Singapore industrial output falls 7.8% in August with pharma slump
Maybank attributed the August dip to front-loading in July ahead of higher reciprocal tariffs across Asia.
Singapore’s industrial production fell 7.8% YoY in August, reversing July’s gains and ending a 13-month growth streak, according to Maybank Research.
On a seasonally adjusted basis, output dropped 9.7% MoM. Excluding biomedical manufacturing, output eased by a milder 2.9% YoY.
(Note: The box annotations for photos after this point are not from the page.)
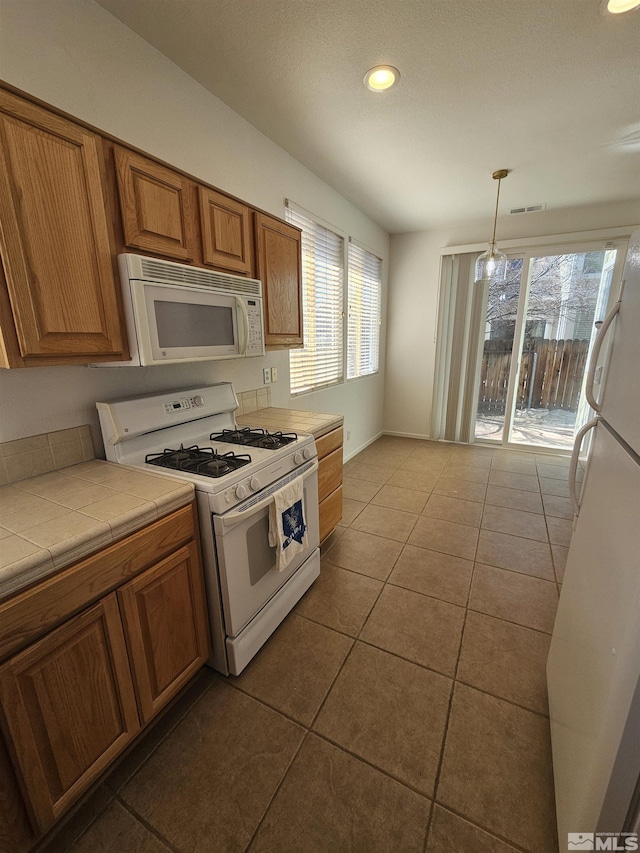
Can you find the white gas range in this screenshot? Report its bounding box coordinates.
[97,382,320,675]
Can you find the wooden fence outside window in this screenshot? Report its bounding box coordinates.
[478,338,589,414]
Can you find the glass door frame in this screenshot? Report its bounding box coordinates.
[474,238,629,456]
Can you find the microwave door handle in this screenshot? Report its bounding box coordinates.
[236,296,249,355]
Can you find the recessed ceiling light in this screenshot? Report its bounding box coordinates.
[602,0,640,15]
[364,65,400,92]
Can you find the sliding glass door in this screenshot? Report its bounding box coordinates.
[475,241,622,450]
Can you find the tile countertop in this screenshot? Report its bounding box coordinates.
[236,406,344,438]
[0,459,194,599]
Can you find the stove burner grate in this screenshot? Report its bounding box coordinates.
[144,444,251,478]
[209,427,298,450]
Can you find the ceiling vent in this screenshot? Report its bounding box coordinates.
[509,202,547,213]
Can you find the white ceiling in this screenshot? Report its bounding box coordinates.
[98,0,640,233]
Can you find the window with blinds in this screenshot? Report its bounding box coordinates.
[286,202,344,395]
[347,242,382,379]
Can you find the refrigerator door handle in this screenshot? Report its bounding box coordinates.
[569,417,600,515]
[584,290,624,413]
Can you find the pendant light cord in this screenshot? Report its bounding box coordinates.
[491,178,502,254]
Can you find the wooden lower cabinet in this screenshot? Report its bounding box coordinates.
[316,427,343,542]
[0,506,209,853]
[0,594,140,832]
[118,544,209,723]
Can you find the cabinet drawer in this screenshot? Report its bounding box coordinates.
[320,486,342,542]
[316,427,343,459]
[318,448,342,501]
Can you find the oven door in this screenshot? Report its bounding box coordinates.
[213,459,320,637]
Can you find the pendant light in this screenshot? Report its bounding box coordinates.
[476,169,509,284]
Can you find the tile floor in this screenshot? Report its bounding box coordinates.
[41,437,571,853]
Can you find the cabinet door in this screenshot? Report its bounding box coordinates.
[0,594,140,832]
[0,90,124,366]
[118,543,209,722]
[318,486,342,542]
[198,187,253,275]
[115,148,193,261]
[254,213,303,349]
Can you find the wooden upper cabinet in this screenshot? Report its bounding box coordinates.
[198,186,253,276]
[254,211,303,349]
[0,593,140,832]
[118,543,209,723]
[115,147,194,261]
[0,89,126,367]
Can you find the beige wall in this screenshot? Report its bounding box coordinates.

The sharp decline was led by biomedical manufacturing, which plunged 37.3% YoY, as pharmaceutical output dropped nearly 60% due to product-mix shifts and base effects.
Electronics also fell 4.8% YoY, weighed down by contractions in semiconductors (–8.8%), other modules and components (–13.1%), and peripherals/data storage (–16.8%). Despite the pullback, electronics output in August remained the second-highest level recorded this year.
Offsetting some of the weakness were gains in transport engineering, which surged 18.9% y/y—driven by a 36% jump in aerospace—and chemicals, which rose 3.5% YoY, supported by petroleum and specialty chemicals.
Maybank attributed the August dip to front-loading in July ahead of higher reciprocal tariffs across Asia from 7 August, as well as unfavorable base effects. It noted that industrial production excluding biomedical manufacturing stayed close to 2025 highs outside of July’s peak.
Looking ahead, Maybank expects Singapore’s GDP to grow 2.4% YoY in the third quarter, slowing from 4.4% in Q2.
Its full-year 2025 GDP forecast remains at 3.2%. The bank also expects the Monetary Authority of Singapore (MAS) to maintain its modest appreciation stance in October, citing resilient growth and contained inflation.